On Tuesday, the SEC announced plans to modify its complaint against crypto exchange Binance regarding “Third Party Crypto Asset Securities,” which include SOL, ADA, FIL, ATOM, SAND, MANA, ALGO, AXS, and COTI, as stated in a court filing.
The SEC has initiated multiple lawsuits against crypto firms over the past year, focusing on platforms it believes should be registered, while categorizing certain cryptocurrencies as securities. Last year, the agency sued Binance Holdings and its former CEO Changpeng Zhao, accusing the exchange of deceiving customers, failing to prevent U.S. investors from accessing Binance.com, mismanaging capital, and operating without proper registration.
Additionally, the SEC filed a lawsuit against crypto exchange Coinbase last year, alleging it was functioning as an unregistered exchange, broker, and clearing agency. The SEC claimed that SOL, ADA, MATIC, FIL, SAND, AXS, CHZ, FLOW, ICP, NEAR, VGX, DASH, and NEXO are “crypto asset securities.”

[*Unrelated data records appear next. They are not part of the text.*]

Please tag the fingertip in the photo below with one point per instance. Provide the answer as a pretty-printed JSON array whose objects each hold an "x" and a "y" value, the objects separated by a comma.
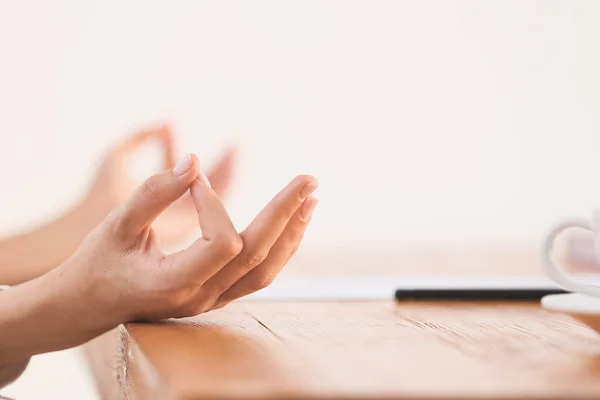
[
  {"x": 305, "y": 179},
  {"x": 307, "y": 208},
  {"x": 187, "y": 169},
  {"x": 307, "y": 184}
]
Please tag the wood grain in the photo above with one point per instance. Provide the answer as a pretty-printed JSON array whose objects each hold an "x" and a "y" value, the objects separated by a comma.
[{"x": 330, "y": 350}]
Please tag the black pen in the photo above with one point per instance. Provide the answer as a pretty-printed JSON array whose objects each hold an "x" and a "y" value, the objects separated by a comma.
[{"x": 475, "y": 294}]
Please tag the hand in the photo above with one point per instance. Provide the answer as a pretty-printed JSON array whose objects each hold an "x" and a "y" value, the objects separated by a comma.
[
  {"x": 122, "y": 271},
  {"x": 112, "y": 186}
]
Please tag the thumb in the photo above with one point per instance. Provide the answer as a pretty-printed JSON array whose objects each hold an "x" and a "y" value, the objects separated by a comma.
[{"x": 155, "y": 195}]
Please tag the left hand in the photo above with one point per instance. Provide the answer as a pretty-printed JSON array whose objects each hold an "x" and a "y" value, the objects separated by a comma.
[{"x": 112, "y": 186}]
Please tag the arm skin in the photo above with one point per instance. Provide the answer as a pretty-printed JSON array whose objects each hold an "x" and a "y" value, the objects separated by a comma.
[
  {"x": 119, "y": 273},
  {"x": 31, "y": 254},
  {"x": 47, "y": 314}
]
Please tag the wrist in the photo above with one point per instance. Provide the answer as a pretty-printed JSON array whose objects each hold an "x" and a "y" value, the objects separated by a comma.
[{"x": 49, "y": 313}]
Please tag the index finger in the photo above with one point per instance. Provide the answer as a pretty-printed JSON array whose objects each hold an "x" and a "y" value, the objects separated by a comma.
[
  {"x": 167, "y": 138},
  {"x": 219, "y": 243}
]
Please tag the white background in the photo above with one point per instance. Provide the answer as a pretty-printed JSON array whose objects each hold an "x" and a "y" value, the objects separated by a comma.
[{"x": 449, "y": 121}]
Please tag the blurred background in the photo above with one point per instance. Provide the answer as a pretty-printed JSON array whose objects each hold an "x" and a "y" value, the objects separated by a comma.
[{"x": 444, "y": 123}]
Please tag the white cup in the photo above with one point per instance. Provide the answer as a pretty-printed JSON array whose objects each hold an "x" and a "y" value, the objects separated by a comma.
[{"x": 554, "y": 271}]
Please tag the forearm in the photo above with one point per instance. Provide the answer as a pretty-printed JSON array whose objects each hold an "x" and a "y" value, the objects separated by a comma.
[
  {"x": 31, "y": 254},
  {"x": 50, "y": 313}
]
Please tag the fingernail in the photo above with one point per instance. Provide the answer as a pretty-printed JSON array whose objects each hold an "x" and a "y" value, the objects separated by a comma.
[
  {"x": 183, "y": 166},
  {"x": 308, "y": 189},
  {"x": 204, "y": 179},
  {"x": 307, "y": 208}
]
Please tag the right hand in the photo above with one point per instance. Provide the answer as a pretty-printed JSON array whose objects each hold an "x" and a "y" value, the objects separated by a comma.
[
  {"x": 122, "y": 271},
  {"x": 112, "y": 185}
]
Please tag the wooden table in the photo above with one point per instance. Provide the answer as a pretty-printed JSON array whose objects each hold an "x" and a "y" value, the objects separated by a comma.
[{"x": 378, "y": 349}]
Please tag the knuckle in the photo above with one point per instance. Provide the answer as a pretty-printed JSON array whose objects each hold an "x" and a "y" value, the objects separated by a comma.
[
  {"x": 229, "y": 245},
  {"x": 295, "y": 235},
  {"x": 261, "y": 281},
  {"x": 150, "y": 188},
  {"x": 253, "y": 258}
]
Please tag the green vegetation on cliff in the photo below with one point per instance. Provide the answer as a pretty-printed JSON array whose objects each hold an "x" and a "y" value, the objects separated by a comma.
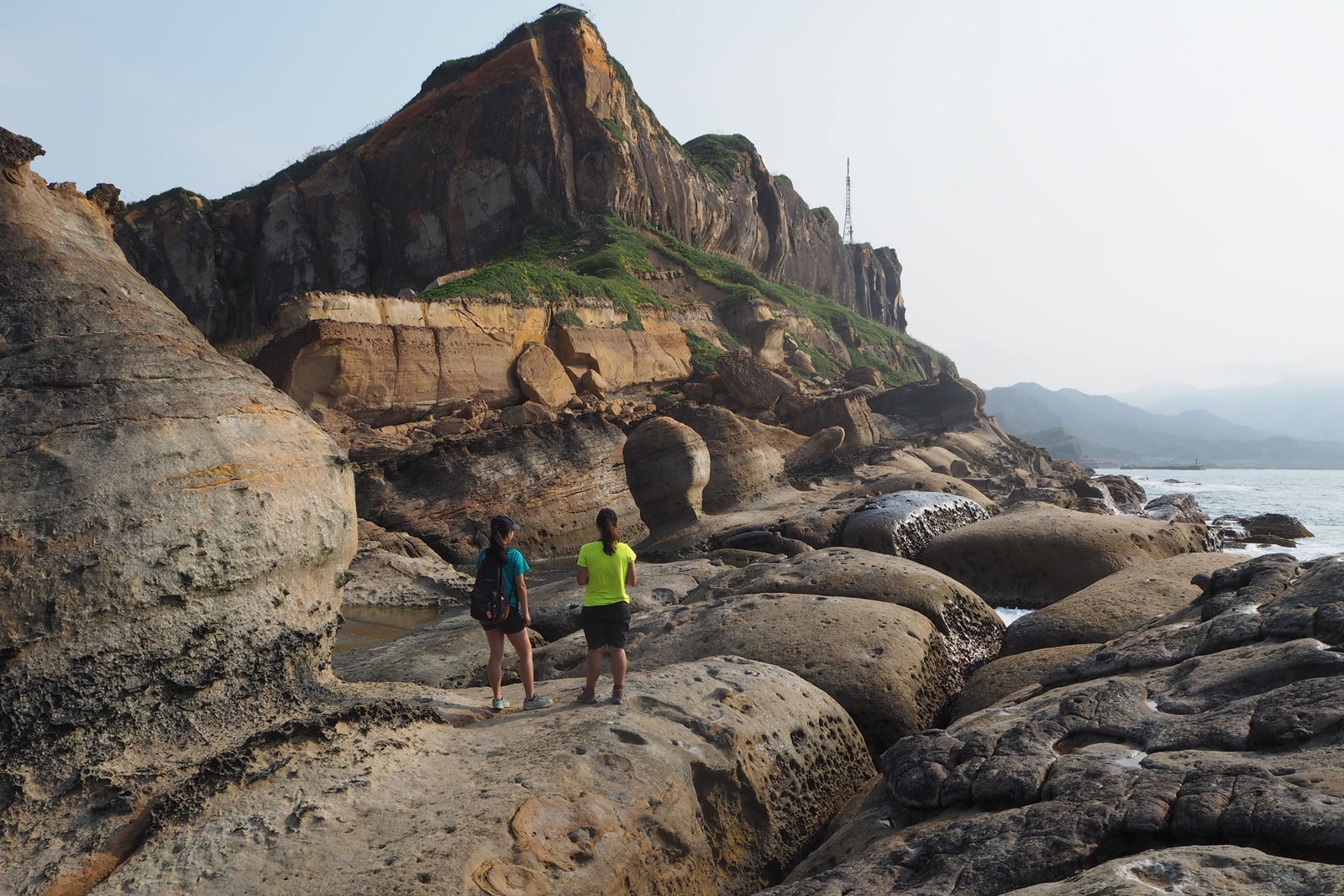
[
  {"x": 555, "y": 266},
  {"x": 602, "y": 261},
  {"x": 894, "y": 354},
  {"x": 718, "y": 156}
]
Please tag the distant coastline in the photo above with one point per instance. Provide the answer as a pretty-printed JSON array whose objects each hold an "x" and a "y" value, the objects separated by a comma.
[{"x": 1162, "y": 466}]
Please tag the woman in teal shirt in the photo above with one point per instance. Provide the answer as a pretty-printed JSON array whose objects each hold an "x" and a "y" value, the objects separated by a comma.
[
  {"x": 606, "y": 567},
  {"x": 515, "y": 625}
]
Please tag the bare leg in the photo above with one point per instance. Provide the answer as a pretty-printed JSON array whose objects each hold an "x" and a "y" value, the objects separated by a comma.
[
  {"x": 618, "y": 664},
  {"x": 496, "y": 665},
  {"x": 523, "y": 647}
]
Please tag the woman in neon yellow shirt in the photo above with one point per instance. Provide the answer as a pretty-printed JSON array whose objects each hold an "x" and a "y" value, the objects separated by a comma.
[{"x": 605, "y": 569}]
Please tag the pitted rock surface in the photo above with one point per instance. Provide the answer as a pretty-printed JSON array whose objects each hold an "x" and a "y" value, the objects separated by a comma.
[
  {"x": 904, "y": 523},
  {"x": 1218, "y": 726},
  {"x": 1116, "y": 605},
  {"x": 1034, "y": 553},
  {"x": 710, "y": 779},
  {"x": 171, "y": 537},
  {"x": 1200, "y": 869},
  {"x": 884, "y": 663},
  {"x": 971, "y": 629}
]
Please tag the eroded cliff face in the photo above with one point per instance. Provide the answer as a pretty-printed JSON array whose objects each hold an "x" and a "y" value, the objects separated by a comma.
[
  {"x": 171, "y": 535},
  {"x": 390, "y": 360},
  {"x": 544, "y": 128}
]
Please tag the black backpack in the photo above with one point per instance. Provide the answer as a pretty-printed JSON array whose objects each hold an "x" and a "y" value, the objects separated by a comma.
[{"x": 490, "y": 598}]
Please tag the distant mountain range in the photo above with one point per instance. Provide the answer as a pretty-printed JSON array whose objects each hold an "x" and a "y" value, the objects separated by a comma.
[
  {"x": 1099, "y": 430},
  {"x": 1304, "y": 409}
]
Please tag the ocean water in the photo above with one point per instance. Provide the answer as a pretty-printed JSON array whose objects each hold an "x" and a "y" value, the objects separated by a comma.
[{"x": 1316, "y": 497}]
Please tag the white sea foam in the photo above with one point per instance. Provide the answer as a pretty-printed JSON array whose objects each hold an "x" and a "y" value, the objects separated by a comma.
[{"x": 1316, "y": 497}]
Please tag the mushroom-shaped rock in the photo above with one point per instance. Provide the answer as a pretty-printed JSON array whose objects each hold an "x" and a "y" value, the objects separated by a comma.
[
  {"x": 766, "y": 340},
  {"x": 1035, "y": 553},
  {"x": 1115, "y": 605},
  {"x": 971, "y": 629},
  {"x": 884, "y": 663},
  {"x": 1215, "y": 726},
  {"x": 743, "y": 465},
  {"x": 667, "y": 466},
  {"x": 749, "y": 382},
  {"x": 904, "y": 523},
  {"x": 542, "y": 376}
]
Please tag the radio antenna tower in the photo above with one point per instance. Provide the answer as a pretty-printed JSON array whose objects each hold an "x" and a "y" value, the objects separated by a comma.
[{"x": 847, "y": 234}]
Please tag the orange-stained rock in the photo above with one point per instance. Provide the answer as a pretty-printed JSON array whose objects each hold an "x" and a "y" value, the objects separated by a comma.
[{"x": 542, "y": 376}]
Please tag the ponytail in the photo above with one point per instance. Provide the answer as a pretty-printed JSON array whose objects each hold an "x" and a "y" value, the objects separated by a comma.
[
  {"x": 499, "y": 550},
  {"x": 606, "y": 527}
]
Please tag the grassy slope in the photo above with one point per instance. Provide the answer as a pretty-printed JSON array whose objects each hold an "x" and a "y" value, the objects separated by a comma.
[{"x": 554, "y": 268}]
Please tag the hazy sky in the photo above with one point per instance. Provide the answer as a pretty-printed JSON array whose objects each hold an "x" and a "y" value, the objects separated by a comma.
[{"x": 1088, "y": 194}]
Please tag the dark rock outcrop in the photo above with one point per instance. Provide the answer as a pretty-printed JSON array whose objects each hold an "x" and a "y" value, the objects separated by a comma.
[
  {"x": 1182, "y": 508},
  {"x": 1034, "y": 553},
  {"x": 1210, "y": 730},
  {"x": 932, "y": 406},
  {"x": 904, "y": 523}
]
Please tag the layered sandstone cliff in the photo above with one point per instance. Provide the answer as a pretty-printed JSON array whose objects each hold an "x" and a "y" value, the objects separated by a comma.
[{"x": 546, "y": 128}]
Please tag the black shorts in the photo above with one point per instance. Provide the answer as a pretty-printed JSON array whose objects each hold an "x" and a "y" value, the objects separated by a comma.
[
  {"x": 605, "y": 626},
  {"x": 512, "y": 622}
]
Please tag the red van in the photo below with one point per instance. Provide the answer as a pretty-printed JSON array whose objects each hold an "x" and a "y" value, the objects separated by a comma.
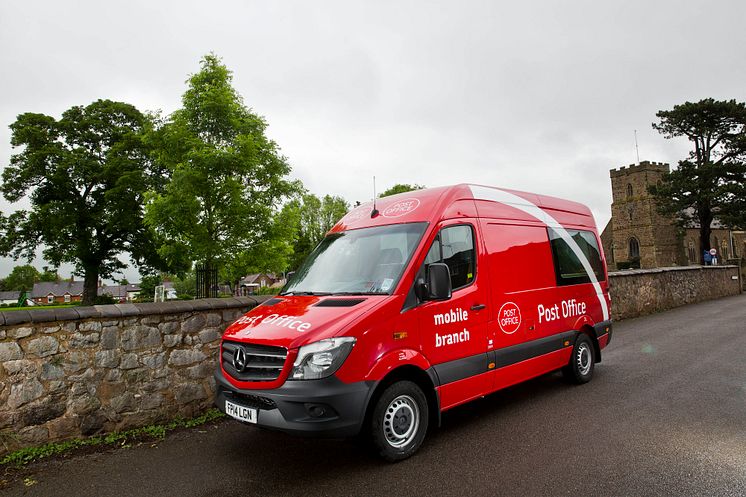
[{"x": 426, "y": 301}]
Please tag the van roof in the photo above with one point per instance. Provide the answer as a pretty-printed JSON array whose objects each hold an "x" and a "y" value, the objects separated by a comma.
[{"x": 432, "y": 204}]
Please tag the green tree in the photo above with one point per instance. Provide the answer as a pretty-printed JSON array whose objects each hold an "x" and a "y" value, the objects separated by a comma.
[
  {"x": 711, "y": 182},
  {"x": 85, "y": 176},
  {"x": 400, "y": 188},
  {"x": 147, "y": 287},
  {"x": 21, "y": 278},
  {"x": 226, "y": 178},
  {"x": 313, "y": 218},
  {"x": 186, "y": 285}
]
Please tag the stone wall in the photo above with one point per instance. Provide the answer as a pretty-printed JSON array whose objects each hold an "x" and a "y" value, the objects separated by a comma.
[
  {"x": 83, "y": 370},
  {"x": 645, "y": 291}
]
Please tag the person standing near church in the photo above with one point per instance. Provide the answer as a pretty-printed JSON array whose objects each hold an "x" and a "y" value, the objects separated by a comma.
[{"x": 707, "y": 258}]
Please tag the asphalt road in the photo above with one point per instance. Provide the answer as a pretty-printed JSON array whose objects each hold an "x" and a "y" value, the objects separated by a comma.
[{"x": 665, "y": 415}]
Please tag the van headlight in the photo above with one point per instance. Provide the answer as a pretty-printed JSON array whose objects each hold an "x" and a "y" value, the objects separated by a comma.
[{"x": 321, "y": 359}]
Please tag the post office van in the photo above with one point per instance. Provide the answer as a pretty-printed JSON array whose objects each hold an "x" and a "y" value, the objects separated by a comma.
[{"x": 415, "y": 305}]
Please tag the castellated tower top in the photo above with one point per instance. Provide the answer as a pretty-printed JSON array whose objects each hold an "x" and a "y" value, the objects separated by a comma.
[{"x": 644, "y": 166}]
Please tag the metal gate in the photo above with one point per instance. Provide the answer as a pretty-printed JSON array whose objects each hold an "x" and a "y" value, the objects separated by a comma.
[{"x": 207, "y": 281}]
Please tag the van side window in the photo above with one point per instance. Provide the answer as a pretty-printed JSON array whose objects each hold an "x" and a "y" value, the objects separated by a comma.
[
  {"x": 454, "y": 245},
  {"x": 568, "y": 268}
]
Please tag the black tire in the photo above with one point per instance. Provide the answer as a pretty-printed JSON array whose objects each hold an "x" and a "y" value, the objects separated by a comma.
[
  {"x": 582, "y": 361},
  {"x": 398, "y": 423}
]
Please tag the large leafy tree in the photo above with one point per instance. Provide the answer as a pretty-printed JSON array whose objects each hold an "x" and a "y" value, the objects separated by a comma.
[
  {"x": 400, "y": 188},
  {"x": 227, "y": 178},
  {"x": 85, "y": 175},
  {"x": 313, "y": 217},
  {"x": 711, "y": 182}
]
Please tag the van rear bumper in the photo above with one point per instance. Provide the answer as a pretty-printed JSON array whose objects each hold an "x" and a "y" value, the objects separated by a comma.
[
  {"x": 603, "y": 328},
  {"x": 323, "y": 408}
]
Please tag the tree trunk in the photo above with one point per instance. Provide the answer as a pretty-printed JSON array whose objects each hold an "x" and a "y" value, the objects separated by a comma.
[
  {"x": 90, "y": 286},
  {"x": 704, "y": 235}
]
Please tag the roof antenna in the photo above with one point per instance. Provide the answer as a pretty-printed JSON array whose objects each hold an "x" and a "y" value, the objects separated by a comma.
[
  {"x": 374, "y": 212},
  {"x": 637, "y": 149}
]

Stuart Alderoty, Ripple’s chief legal officer, commented on X, stating, “When a judge signals B.S. on the SEC’s claim that 10 tokens on Binance are securities, the SEC says ‘never mind.’ But these tokens are left out to dry in the Coinbase suit. This isn’t how to regulate.”
Ripple CEO Brad Garlinghouse described the amended Binance complaint as “hypocrisy,” asserting that SEC Chair Gary Gensler claims regulations are clear, yet the SEC appears confused and inconsistently applies them, causing further confusion within the industry.
The SEC’s ongoing legal battle with Ripple began years ago when it accused the firm of raising $1.3 billion through the sale of XRP, which it claims is an unregistered security. A recent ruling by Judge Analisa Torres determined that certain programmatic sales of XRP did not violate securities laws due to a blind bidding process, while direct sales to institutional investors were deemed securities.
Gary Gensler has consistently asserted that crypto platforms must register with the SEC, maintaining that most cryptocurrencies fall under the category of securities.
Other Opinions
Justin Slaughter, policy director at Paradigm, mentioned that some may be misinterpreting the SEC’s filing and that the agency could still consider those tokens as securities in other situations. He highlighted that the judge in the Binance case indicated a likelihood of determining that the tokens were not securities at all times.
“So rather than risk another adverse ruling, they’re backing down,” Slaughter noted. However, he added that there are no indications of a similar filing in the Coinbase case, which proved less detrimental for the SEC.